Dr Nicola Phillips - Lecturer in 18th Century British History & Gender

I am a Gender Historian of Georgian Britain with a particular interest in the social, cultural and legal history of that vibrant period. I teach an undergraduate module on Georgian Society, Culture and Crime, and a final year module on Sex, Society, and Identity, 1660-1815. I also lead the core research Skills Module on our MA History Course and will be running a new MA option module on ‘Justice, Gender and Emotion in Georgian Britain’.

My first book examined the legal, cultural, social, and economic position of Women in Business, 1700-1850 (Boydell Press, 2006). My second book, The Profligate Son; Or, a True Story of Family Conflict, Fashionable Vice and Financial Ruin in Regency England (OUP, Oxford & Basic Books, New York, 2013) followed the troubled relationship between a father and his son whose struggles with debt and fraud and forgery finally led to transportation to Australia. Since 2018 my research has focused on a socio-cultural legal history of transatlantic advocacy and the influence of British lawyers on American legal culture and adversarial trial. My latest article, ‘The Politics of Libel: Thomas Erskine, Freedom of the Press and Transatlantic Legal Culture, c. 1780-1830’, was published in Law and History Review in 2023.  I am currently Leading a collaborative digital project with our Engaged Humanities Lab, Parliamentary Archives and The National Archives on 'Recreating Advocacy in the C18th Court of King's Bench'. This Augmented Reality recreation of Britain’s highest Common Law in Westminster Hall, which was dismantled in 1820, will enable viewers to enter an immersive 3D recreation of the vanished court and hear how lawyer's voices sounded arguing a libel case there. That is almost complete, so I have begun work on a broader research project entitled ‘An Eloquence of Lawyers:  Advocacy, Gender and Emotion in Britain and America c. 1770-1830’, which analyses the rhetorical strategies and emotive modes of ‘manly’ persuasion in lawyers’ trial speeches.
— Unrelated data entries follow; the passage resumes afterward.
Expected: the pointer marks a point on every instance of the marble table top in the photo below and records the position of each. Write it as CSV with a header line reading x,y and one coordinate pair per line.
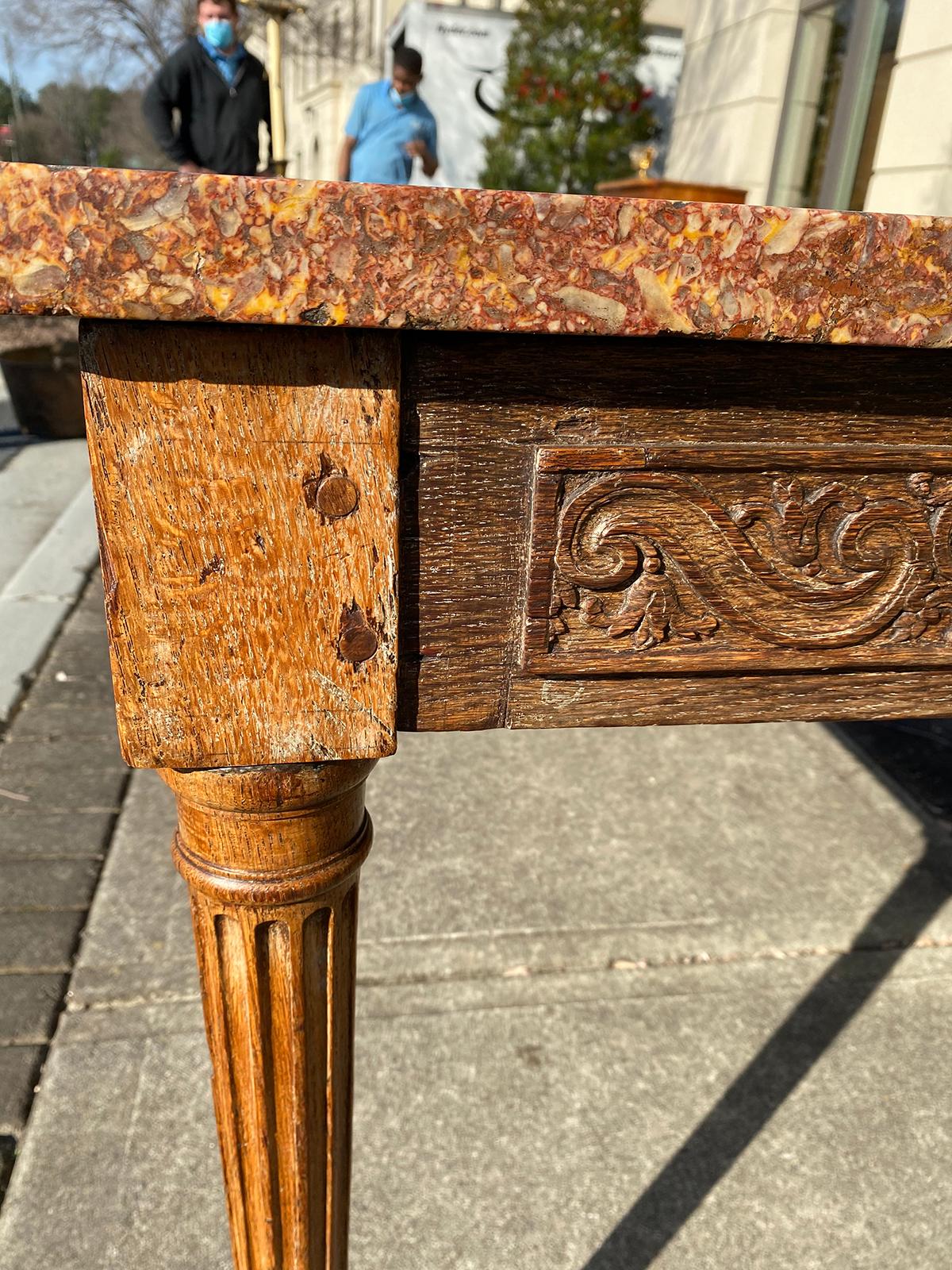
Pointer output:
x,y
155,245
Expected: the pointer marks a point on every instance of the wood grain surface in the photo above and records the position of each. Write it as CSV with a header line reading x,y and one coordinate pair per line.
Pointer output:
x,y
272,859
245,488
777,520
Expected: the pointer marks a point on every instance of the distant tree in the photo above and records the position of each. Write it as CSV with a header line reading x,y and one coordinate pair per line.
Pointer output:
x,y
8,108
76,124
573,105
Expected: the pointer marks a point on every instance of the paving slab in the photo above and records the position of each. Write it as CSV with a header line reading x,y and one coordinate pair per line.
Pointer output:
x,y
40,941
29,1006
35,487
60,791
577,1133
786,844
44,575
19,1072
44,884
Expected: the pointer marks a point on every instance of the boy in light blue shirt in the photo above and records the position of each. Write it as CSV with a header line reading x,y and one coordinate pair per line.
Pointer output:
x,y
390,126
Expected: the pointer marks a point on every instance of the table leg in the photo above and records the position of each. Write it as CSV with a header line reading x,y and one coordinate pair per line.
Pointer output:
x,y
272,857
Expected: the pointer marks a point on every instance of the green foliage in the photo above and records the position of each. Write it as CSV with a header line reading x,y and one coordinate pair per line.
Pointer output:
x,y
76,124
6,105
573,106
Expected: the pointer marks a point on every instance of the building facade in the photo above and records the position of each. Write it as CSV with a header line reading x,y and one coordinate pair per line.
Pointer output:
x,y
820,103
340,44
838,103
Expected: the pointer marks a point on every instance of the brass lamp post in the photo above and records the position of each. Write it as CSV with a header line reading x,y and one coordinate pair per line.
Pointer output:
x,y
276,10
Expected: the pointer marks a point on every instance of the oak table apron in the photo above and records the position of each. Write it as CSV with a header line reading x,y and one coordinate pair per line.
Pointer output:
x,y
378,459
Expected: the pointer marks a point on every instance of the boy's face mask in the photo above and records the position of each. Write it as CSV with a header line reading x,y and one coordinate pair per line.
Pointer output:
x,y
220,32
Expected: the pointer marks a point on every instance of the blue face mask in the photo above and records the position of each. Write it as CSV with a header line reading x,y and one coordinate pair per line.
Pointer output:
x,y
220,32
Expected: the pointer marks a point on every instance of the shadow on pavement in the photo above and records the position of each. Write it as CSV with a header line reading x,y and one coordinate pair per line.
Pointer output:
x,y
913,759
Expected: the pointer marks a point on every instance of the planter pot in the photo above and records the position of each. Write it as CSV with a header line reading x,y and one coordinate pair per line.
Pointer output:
x,y
44,389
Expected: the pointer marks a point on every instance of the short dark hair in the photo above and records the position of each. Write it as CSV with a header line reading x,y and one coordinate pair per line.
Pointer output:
x,y
409,60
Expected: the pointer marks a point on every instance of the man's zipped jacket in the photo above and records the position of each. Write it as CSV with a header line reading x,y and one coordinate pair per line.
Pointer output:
x,y
217,122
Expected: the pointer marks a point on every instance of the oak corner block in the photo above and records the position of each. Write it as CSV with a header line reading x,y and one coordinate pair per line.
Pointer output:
x,y
247,499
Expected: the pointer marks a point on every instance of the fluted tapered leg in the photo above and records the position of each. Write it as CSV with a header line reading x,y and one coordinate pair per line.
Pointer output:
x,y
272,857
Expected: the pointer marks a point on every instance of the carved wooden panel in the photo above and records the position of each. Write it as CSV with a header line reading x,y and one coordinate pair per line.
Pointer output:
x,y
638,567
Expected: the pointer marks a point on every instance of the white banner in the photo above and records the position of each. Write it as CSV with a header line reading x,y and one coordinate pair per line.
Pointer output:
x,y
463,67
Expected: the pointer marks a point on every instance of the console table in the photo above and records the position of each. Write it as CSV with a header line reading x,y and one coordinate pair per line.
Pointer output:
x,y
378,459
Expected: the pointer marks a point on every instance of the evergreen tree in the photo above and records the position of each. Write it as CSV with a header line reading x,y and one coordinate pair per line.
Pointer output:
x,y
573,106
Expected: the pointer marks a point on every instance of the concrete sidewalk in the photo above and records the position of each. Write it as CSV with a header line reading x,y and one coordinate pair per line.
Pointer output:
x,y
668,997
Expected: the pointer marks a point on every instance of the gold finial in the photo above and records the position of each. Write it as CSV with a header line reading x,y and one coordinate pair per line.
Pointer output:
x,y
641,160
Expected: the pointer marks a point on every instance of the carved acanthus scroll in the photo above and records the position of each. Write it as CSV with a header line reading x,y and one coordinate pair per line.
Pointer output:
x,y
636,571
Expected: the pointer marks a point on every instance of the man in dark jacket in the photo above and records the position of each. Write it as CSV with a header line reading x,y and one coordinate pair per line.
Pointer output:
x,y
220,92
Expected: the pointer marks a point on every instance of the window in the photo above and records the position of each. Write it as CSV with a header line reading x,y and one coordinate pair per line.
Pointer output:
x,y
843,57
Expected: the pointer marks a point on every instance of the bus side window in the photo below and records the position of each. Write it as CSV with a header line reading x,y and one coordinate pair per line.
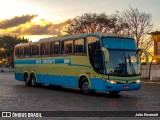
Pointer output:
x,y
26,50
79,46
67,47
54,48
45,49
17,51
21,51
95,54
35,49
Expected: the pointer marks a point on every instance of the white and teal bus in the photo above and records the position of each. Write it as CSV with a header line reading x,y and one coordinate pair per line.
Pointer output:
x,y
90,62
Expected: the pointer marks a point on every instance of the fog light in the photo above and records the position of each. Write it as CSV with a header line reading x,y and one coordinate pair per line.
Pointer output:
x,y
112,81
138,81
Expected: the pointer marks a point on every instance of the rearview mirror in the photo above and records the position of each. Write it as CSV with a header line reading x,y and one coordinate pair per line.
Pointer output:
x,y
106,54
145,53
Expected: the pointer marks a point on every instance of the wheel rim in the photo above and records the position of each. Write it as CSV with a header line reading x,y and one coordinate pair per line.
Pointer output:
x,y
85,87
33,82
27,80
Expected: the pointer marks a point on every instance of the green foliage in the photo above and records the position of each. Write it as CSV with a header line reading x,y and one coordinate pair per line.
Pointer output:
x,y
7,44
96,23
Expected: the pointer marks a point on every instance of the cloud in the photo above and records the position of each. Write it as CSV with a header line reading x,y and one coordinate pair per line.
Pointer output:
x,y
47,28
16,21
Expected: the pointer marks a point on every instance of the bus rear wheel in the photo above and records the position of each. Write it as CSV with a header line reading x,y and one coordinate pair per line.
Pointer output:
x,y
27,80
84,86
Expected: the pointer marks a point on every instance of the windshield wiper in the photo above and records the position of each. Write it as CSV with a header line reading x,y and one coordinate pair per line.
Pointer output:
x,y
131,65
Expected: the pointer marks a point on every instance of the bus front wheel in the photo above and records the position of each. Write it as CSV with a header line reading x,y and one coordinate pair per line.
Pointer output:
x,y
27,80
33,81
84,86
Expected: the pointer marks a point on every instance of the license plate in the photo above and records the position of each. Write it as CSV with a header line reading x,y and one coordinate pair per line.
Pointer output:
x,y
126,87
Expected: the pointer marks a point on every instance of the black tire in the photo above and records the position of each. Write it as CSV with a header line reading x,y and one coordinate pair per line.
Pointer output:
x,y
27,80
115,92
33,81
84,86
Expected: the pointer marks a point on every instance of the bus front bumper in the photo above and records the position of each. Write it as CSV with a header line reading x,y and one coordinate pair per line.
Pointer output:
x,y
122,87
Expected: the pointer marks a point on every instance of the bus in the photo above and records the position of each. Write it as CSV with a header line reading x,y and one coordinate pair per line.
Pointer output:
x,y
90,62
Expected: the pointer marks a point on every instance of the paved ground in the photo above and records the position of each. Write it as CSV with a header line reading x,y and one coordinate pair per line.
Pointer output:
x,y
14,95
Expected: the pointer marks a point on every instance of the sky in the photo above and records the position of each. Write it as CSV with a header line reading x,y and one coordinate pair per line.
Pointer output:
x,y
37,19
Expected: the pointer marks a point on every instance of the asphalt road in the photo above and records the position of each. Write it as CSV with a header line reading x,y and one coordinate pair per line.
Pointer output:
x,y
14,95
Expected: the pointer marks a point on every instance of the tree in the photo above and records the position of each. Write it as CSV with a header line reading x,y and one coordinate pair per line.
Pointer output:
x,y
138,25
95,23
7,44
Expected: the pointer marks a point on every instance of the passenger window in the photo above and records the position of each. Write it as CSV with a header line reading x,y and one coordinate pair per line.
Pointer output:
x,y
79,46
21,51
55,48
17,51
35,49
45,49
27,50
67,47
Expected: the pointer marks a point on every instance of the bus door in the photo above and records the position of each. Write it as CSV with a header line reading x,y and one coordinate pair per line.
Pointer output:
x,y
95,54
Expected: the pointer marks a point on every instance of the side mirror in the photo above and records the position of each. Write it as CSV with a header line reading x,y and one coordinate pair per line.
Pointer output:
x,y
145,53
106,54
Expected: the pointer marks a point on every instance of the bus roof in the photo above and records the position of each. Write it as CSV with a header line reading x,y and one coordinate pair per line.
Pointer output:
x,y
72,37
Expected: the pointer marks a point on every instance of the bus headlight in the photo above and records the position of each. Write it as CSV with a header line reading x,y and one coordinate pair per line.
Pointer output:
x,y
112,81
138,81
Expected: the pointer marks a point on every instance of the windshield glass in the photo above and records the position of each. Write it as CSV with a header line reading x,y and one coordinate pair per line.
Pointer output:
x,y
123,63
123,57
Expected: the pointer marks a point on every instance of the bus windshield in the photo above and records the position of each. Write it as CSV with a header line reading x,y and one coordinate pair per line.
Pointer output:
x,y
123,60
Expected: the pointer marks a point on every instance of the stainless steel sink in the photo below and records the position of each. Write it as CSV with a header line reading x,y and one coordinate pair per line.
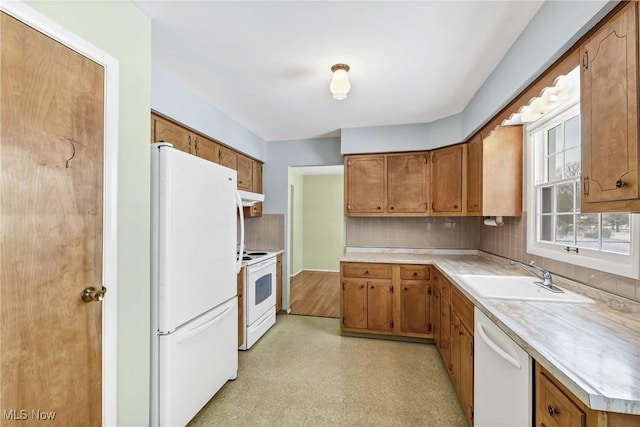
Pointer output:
x,y
517,288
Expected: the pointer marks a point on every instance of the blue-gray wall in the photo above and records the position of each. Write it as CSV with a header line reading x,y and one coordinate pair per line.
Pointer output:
x,y
179,102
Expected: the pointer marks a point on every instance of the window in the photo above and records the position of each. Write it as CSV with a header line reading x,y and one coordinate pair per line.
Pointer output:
x,y
556,227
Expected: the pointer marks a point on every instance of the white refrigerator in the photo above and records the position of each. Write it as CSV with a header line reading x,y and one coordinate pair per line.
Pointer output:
x,y
194,307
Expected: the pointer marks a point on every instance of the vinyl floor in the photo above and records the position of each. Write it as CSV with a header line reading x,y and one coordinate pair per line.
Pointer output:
x,y
302,372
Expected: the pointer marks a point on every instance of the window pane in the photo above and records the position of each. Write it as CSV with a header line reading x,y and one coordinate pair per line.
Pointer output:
x,y
564,197
554,167
546,199
616,233
572,132
554,144
572,162
588,231
546,228
564,229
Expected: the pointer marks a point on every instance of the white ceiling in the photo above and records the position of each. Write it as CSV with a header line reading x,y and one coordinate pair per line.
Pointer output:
x,y
266,64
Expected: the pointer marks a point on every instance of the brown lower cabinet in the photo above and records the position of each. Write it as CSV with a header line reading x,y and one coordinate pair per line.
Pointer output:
x,y
387,299
556,406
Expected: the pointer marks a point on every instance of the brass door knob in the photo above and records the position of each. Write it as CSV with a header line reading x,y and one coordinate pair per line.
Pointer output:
x,y
92,294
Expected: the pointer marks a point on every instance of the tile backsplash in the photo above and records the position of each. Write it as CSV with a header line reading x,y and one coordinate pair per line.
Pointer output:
x,y
427,233
265,232
510,241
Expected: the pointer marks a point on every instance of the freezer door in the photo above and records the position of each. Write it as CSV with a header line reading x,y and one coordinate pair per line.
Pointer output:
x,y
195,362
193,248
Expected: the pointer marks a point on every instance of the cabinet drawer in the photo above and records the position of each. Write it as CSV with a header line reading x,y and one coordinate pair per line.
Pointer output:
x,y
445,288
554,408
415,272
462,306
374,271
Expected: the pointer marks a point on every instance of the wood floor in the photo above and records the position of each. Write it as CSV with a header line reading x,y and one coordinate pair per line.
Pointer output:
x,y
315,293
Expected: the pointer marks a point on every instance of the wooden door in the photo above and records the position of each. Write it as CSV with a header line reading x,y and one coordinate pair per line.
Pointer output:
x,y
364,185
380,306
408,183
502,172
354,304
609,110
474,176
435,314
51,162
206,148
414,307
245,180
228,158
256,177
447,180
162,130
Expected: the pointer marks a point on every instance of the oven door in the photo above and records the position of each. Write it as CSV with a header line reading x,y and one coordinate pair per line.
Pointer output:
x,y
261,289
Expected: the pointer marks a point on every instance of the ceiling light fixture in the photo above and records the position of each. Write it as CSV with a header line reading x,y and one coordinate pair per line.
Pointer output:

I am a Director of the Bedford Centre for the History of Women and Gender and editor of the Bedford Centre blog. I have a keen interest in women's and gender history, from all periods, particularly its public representation online and in the media, in film and at heritage sites, museums, archives and monuments.    I am a Fellow of the Royal Historical Society and have been a member of the National Archives Advisory Group and Chair of the Historical Association Public History Committee.  I have also enjoyed acting as a Historical Consultant for organisations including The National Trust and Royal Mail, as well as contributing to radio and television programmes.